No photos this time. Kind of glad, actually. You can't fully experience moments like these if you're busy with your finger on the shutter button. You just have to close your eyes and let the music infiltrate your bones. But don't forget to open them sometimes, because there's a damn good show going on in front of you.
Last night Edward Sharpe and the Magnetic Zeroes played a private show at a lounge in Midtown. Supposedly, this place has a "no photography" policy, but once the show started, sneaky little hands started whipping out their cameras all around the stage. At first, pangs of jealousy shot through my body as I realized my camera could be capturing this. But those pangs subsided quickly as it became apparent that this was one of those moments that can not be contained within the frame of a camera.
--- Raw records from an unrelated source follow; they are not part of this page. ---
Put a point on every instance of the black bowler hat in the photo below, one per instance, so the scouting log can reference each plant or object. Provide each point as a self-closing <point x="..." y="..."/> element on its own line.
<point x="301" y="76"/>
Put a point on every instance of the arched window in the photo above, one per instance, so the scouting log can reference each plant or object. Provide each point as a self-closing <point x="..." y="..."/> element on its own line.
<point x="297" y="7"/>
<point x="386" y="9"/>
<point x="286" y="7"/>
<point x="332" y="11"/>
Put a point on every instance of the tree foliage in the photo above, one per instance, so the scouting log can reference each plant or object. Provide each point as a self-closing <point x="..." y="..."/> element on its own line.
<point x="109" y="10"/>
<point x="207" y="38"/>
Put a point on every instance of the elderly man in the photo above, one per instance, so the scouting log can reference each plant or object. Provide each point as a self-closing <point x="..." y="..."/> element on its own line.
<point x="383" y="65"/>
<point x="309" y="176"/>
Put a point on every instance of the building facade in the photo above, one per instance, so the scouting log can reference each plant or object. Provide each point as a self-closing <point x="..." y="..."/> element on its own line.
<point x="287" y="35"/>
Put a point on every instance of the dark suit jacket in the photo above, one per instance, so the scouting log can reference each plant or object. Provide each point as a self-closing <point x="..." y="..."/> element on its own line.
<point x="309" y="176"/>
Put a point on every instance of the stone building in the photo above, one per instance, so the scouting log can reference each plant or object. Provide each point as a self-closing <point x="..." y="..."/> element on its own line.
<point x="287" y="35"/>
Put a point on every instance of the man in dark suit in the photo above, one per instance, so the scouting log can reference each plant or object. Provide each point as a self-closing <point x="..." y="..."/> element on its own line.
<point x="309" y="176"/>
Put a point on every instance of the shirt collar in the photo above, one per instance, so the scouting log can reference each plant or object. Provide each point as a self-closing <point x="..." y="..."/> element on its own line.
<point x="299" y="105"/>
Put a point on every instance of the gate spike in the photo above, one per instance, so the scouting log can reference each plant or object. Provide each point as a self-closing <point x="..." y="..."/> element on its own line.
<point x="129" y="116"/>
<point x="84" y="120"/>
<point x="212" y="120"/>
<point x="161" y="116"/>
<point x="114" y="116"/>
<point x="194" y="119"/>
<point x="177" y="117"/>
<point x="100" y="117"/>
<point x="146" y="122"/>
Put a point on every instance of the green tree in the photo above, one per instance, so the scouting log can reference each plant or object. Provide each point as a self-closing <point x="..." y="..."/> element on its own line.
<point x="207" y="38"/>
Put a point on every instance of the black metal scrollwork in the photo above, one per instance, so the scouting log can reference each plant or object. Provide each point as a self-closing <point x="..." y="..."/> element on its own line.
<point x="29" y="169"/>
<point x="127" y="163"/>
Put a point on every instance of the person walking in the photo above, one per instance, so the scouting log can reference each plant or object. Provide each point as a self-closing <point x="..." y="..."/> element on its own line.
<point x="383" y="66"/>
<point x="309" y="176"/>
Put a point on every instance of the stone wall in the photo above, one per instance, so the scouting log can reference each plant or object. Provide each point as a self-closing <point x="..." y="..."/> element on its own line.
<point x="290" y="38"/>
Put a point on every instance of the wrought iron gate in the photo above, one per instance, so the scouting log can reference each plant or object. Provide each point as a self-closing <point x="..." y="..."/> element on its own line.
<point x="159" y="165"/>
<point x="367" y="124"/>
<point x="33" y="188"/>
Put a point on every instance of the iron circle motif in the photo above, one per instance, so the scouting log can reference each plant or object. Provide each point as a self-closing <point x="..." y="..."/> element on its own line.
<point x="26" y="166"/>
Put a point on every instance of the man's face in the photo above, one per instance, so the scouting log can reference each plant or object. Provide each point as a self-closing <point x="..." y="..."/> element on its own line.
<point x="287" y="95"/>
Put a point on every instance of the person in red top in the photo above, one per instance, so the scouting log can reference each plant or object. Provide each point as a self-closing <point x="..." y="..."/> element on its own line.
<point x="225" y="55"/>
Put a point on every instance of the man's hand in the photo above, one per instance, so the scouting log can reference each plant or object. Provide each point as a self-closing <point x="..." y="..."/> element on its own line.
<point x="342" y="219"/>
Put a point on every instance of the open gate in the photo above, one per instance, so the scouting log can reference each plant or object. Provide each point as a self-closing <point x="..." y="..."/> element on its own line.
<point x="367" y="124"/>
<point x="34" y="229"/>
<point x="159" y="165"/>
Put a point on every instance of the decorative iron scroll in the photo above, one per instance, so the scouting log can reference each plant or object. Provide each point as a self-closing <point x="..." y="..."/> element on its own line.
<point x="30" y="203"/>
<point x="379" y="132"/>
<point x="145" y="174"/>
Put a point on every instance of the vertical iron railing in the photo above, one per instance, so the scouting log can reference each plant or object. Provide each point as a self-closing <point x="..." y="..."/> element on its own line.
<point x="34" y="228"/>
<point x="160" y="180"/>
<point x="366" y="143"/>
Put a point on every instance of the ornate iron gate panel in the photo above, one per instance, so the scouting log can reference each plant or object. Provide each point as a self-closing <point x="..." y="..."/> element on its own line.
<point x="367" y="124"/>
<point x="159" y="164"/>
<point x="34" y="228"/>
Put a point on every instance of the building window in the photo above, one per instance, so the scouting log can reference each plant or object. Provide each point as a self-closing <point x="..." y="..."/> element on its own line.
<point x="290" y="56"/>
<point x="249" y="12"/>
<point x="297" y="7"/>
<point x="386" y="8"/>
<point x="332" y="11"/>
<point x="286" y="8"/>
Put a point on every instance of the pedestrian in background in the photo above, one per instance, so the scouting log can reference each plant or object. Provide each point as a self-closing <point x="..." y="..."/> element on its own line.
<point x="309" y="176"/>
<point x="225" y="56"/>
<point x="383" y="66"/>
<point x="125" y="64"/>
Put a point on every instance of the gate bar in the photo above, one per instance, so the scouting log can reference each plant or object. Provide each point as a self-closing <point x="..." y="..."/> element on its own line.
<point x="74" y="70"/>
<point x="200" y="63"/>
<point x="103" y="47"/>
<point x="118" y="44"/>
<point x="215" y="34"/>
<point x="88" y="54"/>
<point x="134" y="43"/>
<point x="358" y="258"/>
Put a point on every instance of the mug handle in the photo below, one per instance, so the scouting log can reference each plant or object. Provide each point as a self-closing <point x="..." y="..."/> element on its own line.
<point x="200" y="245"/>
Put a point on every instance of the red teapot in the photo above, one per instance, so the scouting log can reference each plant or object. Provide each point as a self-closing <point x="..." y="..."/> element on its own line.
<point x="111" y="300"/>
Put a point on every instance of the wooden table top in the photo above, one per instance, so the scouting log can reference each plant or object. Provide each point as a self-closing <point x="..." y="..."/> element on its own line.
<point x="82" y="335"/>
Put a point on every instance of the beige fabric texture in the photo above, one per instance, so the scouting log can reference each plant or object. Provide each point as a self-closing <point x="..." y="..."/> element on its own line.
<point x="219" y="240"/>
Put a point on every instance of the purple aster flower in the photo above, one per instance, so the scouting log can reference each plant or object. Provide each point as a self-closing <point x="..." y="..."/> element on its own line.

Right from the beginning, Alex Ebert would travel the length of the intimate stage (it is not raised on any sot of platform), which sometimes might cause him to become obscured from your view. Not that there was nothing to see when he wasn't in front of you. Your eyes could drift over to the pianist (whose piano Ebert spent the course of a couple songs singing from atop of), they could take in the sight of the tambourine man, or the drummer who wasn't afraid to use his hands, either of the guitarists, or the trumpeter, the blonde (and sorry to say it, not very happy looking) accordionist, or another person playing another instrument that I probably just couldn't see.
Then there was Jane. There is no other way to describe her but the face and hair of Audrey Tautou in Amélie, and the voice of a choir of angels. Yes, not just one, a whole choir. She could captivate anyone with those pipes and when she and Ebert sang to one another, the love that pervaded the room was palpable.
As the show went on, one could honestly be brought close to tears. Okay, I was brought close to tears. Whatever, it was beautiful. When the band played "Home" people really started to lose it. Ebert and his band play with their hearts and souls, and every vessel in their being. They don't want their magic to be lost, they want to spread it around and gather everyone in to feel their passion. Ebert grabbed our corner of the stage and started clapping his hands at a quick and tight pace, and as everyone he beckoned to felt compelled to join in, the speed of the clapping escalated but no one missed a beat. At the end it was like exaltation, my friend and I looked at one another and all I could say was,
"Did you feel that?"
I suppose it helps that he looks like Jesus.
Included are a couple of songs by the band in case you are not familiar. Honestly, this music is best suited for being heard live, outside in the open, with your feet bare and the dirt of the earth beneath them. But if you have the chance to see them live anywhere, take it.